Canonical Elements

If two pages on your website feature similar content, search engines may have trouble determining which page is most important.  Canonical elements (aka canonical tags) help search engines understand which page is most important.

Canonical tags are included in the page HTML. That tag includes a link pointing to your preferred website content. Search engines use that information to help them determine the best URL for their index. This tag also helps prevent duplicate content issues.

In Good Gallery, you can include the same photo in more than one gallery. If you choose to display photos in more than one gallery, you would normally have a duplicate content issue. However, our software can recognizes this issue and automatically create a canonical entry that points to your most important photo based on your menu hierarchy.

Simply said, canonical tags help search engines understand the relative importance of similar content on your website.

Self-Referential Canonicals

Most pages of your website won’t include duplicate content. But search engines can never be sure that duplicate content might exist. For that reason, Good Gallery includes self-referencing canonical link tags. In other words, our software includes self-referencing canonical link tags on most pages.

There are several benefits to self-referencing canonical link tags.

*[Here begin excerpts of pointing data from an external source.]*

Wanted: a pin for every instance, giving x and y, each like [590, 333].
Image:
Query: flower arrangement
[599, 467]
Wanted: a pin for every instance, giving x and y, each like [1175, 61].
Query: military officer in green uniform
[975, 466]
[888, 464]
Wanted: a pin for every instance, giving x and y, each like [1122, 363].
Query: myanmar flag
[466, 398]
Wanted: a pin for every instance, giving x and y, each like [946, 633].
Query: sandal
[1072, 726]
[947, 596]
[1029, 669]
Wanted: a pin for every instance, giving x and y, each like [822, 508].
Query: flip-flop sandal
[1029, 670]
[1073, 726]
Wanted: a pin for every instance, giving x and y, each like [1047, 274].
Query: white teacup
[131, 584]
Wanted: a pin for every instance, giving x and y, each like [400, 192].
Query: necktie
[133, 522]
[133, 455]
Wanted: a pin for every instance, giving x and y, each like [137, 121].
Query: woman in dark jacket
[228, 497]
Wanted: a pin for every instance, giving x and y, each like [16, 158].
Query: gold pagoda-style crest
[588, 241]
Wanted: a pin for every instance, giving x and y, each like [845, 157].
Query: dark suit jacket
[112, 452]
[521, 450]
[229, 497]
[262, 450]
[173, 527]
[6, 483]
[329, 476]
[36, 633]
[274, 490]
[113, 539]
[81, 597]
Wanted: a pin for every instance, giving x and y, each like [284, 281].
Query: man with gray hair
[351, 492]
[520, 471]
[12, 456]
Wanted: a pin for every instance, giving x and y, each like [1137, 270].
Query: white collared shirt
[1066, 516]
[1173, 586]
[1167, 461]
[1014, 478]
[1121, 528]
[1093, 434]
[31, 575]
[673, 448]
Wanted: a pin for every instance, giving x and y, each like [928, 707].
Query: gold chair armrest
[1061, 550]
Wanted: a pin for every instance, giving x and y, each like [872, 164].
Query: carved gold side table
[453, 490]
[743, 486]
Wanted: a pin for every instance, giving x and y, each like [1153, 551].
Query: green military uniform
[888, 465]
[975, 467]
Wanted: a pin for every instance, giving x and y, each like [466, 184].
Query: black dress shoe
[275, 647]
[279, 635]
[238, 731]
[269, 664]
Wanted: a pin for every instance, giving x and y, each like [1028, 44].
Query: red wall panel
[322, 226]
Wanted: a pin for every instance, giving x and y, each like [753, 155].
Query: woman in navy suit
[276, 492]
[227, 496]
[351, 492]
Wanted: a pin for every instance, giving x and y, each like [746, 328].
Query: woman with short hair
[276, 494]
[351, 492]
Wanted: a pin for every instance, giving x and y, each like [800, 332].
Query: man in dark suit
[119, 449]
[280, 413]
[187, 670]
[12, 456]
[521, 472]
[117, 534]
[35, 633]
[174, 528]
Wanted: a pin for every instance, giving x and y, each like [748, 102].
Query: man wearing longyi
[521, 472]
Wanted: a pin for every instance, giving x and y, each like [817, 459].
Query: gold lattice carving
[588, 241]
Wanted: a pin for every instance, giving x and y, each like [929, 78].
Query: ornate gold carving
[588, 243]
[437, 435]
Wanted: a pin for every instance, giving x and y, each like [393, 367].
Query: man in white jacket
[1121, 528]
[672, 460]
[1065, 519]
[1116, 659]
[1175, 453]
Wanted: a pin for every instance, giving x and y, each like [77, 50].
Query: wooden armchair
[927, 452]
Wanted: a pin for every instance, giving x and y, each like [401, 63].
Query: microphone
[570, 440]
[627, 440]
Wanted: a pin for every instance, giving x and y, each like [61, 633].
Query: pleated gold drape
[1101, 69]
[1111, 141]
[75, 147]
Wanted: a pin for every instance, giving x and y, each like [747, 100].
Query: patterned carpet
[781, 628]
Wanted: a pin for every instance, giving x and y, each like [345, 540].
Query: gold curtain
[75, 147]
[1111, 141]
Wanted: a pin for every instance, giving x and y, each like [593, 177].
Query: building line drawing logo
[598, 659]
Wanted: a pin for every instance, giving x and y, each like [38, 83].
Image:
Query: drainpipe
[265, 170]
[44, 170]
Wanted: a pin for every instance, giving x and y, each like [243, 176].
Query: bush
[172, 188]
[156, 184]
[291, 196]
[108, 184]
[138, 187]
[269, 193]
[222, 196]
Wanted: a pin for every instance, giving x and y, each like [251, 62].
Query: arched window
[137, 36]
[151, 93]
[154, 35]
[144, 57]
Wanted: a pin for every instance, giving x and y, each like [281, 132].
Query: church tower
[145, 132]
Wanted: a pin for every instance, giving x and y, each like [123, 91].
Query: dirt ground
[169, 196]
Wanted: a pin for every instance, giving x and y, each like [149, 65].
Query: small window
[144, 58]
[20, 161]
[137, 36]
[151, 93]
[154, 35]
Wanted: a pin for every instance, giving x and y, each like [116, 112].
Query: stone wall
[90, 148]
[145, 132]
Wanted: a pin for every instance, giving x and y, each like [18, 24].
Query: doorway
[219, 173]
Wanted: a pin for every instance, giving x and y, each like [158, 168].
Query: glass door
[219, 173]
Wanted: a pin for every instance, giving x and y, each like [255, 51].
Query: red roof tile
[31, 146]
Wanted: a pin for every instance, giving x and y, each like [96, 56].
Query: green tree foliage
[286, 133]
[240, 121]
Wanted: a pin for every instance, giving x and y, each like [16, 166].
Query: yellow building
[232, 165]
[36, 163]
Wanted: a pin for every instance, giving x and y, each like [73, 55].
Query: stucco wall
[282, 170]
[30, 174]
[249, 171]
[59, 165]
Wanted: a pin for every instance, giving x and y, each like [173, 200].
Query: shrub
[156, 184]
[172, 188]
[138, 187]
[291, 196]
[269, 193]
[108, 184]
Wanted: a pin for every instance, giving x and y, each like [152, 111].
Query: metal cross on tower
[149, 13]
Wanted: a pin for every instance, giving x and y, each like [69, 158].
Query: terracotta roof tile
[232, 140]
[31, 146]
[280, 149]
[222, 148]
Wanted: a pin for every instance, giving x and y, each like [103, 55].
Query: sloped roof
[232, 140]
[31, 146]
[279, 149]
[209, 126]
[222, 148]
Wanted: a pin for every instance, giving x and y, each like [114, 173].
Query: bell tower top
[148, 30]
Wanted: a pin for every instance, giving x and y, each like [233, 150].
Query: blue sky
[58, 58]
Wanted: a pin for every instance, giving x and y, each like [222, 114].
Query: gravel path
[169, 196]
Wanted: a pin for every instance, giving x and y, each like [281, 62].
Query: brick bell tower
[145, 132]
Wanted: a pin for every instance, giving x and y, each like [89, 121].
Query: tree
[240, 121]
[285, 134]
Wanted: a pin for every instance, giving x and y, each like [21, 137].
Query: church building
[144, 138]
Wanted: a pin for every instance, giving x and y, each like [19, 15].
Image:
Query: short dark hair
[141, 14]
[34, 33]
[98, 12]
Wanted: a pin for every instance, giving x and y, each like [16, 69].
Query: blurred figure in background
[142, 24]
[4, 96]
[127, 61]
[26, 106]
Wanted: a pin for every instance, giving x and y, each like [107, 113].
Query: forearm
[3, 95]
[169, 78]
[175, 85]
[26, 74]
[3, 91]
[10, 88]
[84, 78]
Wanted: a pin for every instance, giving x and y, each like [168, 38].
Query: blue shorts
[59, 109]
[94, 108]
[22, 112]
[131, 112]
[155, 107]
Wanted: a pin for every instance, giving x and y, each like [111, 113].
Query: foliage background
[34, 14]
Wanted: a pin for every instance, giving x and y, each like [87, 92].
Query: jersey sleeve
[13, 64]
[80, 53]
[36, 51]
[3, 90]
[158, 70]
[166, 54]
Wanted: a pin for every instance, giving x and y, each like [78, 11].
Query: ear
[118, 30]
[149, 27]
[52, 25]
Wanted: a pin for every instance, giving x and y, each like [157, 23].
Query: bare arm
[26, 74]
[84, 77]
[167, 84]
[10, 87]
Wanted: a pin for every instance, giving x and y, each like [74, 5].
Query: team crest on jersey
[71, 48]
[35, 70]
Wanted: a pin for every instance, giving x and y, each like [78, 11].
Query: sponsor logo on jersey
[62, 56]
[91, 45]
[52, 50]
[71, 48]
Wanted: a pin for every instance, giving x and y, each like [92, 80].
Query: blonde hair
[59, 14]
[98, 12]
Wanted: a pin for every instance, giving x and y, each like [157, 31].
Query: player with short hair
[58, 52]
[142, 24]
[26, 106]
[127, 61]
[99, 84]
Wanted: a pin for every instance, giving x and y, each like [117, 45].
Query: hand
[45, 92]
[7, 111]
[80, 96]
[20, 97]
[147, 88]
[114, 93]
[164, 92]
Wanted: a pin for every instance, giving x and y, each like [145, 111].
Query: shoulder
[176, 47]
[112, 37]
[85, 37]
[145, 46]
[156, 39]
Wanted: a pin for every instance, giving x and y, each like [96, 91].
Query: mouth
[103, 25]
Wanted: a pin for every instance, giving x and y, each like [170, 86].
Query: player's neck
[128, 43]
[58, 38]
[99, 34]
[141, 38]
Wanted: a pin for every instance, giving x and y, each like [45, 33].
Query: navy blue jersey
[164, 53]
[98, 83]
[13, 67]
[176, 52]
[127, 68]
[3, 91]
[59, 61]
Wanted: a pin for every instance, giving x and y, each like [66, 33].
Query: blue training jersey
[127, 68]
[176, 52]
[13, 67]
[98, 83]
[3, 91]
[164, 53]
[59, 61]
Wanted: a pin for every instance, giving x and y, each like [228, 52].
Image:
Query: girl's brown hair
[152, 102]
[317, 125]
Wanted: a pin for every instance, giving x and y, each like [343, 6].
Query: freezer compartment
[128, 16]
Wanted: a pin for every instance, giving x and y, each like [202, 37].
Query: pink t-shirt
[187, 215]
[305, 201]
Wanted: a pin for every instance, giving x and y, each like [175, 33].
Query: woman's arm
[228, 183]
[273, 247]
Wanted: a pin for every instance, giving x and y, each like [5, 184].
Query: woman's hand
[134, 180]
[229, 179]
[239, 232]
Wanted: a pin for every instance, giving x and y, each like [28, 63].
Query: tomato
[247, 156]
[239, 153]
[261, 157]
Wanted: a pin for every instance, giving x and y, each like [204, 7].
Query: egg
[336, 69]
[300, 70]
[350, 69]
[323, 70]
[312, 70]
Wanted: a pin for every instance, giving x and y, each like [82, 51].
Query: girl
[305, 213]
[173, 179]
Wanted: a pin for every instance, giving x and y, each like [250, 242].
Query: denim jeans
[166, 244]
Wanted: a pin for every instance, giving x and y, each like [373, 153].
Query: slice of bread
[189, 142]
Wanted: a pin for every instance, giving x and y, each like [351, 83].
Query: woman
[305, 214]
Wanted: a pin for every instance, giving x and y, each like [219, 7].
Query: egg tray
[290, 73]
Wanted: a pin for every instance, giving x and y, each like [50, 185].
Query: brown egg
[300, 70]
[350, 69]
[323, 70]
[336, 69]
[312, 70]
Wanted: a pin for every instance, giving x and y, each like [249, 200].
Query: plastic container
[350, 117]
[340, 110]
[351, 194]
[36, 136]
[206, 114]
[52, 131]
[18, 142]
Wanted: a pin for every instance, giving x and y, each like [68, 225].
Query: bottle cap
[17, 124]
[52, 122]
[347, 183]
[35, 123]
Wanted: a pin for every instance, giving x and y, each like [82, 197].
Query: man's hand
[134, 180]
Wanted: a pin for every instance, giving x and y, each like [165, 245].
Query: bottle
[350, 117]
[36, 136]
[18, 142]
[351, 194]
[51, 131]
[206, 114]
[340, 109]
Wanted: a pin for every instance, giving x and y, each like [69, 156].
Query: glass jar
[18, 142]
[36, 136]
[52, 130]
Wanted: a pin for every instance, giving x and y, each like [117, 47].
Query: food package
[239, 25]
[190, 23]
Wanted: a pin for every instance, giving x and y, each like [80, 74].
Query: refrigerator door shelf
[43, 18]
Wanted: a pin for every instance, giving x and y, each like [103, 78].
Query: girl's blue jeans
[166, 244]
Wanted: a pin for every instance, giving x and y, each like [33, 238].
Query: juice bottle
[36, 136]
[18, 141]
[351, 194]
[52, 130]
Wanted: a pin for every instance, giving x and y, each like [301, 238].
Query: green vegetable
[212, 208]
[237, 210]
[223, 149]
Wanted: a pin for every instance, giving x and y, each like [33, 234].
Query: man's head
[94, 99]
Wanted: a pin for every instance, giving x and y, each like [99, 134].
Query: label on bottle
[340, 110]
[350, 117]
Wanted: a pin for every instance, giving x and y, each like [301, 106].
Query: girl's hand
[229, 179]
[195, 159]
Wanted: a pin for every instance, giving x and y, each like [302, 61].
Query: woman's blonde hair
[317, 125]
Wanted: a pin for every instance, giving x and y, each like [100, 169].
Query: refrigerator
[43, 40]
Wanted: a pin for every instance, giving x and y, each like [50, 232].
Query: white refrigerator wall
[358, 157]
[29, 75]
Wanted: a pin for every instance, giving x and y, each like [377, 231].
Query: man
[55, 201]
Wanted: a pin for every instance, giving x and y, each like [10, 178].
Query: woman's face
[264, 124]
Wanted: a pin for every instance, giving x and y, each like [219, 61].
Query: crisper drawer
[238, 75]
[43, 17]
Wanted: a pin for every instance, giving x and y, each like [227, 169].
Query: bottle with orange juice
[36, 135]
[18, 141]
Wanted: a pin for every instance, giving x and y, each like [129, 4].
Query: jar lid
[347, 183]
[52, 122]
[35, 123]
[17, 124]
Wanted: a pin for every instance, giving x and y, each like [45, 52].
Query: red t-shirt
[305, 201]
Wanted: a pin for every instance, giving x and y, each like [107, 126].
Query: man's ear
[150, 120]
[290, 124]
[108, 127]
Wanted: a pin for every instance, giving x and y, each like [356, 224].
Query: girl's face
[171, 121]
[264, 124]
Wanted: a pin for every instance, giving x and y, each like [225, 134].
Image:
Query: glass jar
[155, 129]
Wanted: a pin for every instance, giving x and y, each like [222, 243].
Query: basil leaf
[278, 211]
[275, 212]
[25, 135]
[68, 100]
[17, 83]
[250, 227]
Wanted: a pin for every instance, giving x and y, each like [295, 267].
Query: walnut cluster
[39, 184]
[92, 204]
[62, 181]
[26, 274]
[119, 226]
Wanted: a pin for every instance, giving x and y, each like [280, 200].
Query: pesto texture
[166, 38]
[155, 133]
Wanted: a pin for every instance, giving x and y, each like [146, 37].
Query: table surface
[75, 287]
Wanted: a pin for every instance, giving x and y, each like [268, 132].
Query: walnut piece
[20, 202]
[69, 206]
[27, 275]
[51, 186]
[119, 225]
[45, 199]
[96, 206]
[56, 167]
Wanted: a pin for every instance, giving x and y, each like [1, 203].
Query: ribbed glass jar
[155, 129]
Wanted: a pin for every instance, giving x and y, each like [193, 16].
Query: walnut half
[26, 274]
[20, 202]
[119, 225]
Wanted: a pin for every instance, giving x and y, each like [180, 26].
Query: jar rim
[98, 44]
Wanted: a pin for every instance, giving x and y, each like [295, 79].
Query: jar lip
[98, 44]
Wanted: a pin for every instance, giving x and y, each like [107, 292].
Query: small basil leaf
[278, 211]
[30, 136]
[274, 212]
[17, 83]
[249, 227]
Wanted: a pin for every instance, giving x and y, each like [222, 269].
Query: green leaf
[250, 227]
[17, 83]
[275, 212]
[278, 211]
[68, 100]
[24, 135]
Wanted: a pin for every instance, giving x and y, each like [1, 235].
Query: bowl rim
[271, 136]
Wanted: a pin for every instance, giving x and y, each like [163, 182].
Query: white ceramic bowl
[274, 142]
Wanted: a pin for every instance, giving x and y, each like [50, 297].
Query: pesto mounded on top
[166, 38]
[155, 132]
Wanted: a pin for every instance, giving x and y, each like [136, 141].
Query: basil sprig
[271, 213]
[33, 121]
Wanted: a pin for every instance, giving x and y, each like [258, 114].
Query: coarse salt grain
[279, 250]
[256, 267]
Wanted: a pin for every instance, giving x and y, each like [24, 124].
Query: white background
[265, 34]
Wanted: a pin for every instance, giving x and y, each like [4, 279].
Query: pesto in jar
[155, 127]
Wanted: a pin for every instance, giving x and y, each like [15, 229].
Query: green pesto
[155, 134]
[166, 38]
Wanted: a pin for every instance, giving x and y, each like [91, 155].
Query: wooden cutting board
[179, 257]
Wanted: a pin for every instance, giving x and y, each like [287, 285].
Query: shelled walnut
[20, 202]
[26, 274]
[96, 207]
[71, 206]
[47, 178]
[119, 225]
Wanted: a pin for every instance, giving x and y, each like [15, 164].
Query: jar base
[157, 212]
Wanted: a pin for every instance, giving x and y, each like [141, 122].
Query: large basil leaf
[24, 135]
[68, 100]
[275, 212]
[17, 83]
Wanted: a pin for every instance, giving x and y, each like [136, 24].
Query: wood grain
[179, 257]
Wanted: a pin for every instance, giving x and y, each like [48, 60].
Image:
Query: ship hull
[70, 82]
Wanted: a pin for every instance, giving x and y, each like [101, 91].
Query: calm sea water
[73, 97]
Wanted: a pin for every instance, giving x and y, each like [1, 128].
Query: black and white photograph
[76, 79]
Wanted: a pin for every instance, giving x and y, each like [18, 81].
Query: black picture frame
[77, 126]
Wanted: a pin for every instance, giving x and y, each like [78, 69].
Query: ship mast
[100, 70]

First, Google recommends using self-referencing canonicals. Including that information makes it explicitly clear which URL should be used as the official content. Sometimes external links to your pages may include special parameters, upper or lowercase letters, and www or non-www subdomains. Using self-referencing canonicals prevents these variants from becoming issues for you.

Second, self-referencing canonicals help prevent lazy screen scrapers from taking a page of HTML code from your website and using it elsewhere. When that’s done, canonical information is also included and any benefit the screen scraping site owner might have is negated since the canonical reference would point back to your site.